Signs and symptoms of golfer’s elbow can include: Elbow pain that appears suddenly or gradually, achy pain to the inner side of the elbow during activity, elbow stiffness with decreased range of motion, pain that radiates to the inner forearm, hand or wrist, weakened grip, pain worse with gripping objects, and pain exacerbated in the elbow when the wrist is flexed or bent forward toward the forearm.

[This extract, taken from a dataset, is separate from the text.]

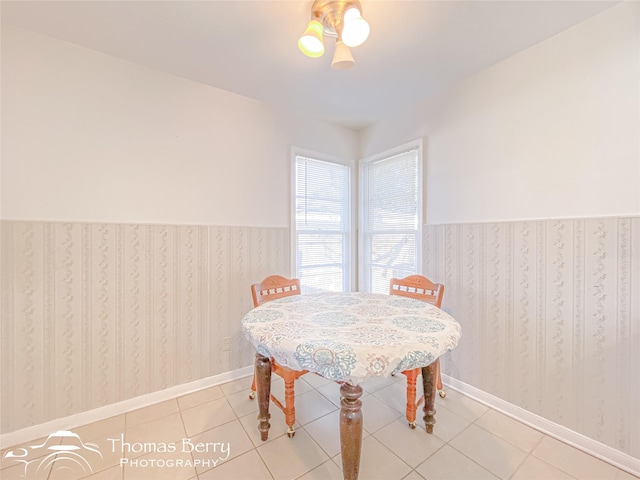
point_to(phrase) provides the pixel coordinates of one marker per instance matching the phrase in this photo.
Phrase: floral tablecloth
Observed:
(351, 336)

Golfer’s elbow is usually caused by overuse of the forearm muscles and tendons that control wrist and finger movement, but may also be caused by direct trauma such as with a fall, car accident or work injury. Golfer’s elbow is commonly seen in golfers; hence the name, especially when poor technique or unsuitable equipment is used when hitting the ball. Other common causes include any activity that requires repetitive motion of the forearm such as: painting, hammering, typing, raking, pitching sports, gardening, shoveling, fencing and playing golf. Conservative treatment includes rest, activity modification, physical therapy, bracing and injections (corticosteroids, PRP). If conservative treatment options fail to resolve the condition and symptoms persist, your surgeon may recommend surgery to treat golfer’s elbow. The goal of surgery is to remove the diseased tissue around the inner elbow, improve blood supply to the area to promote healing, and alleviate the symptoms.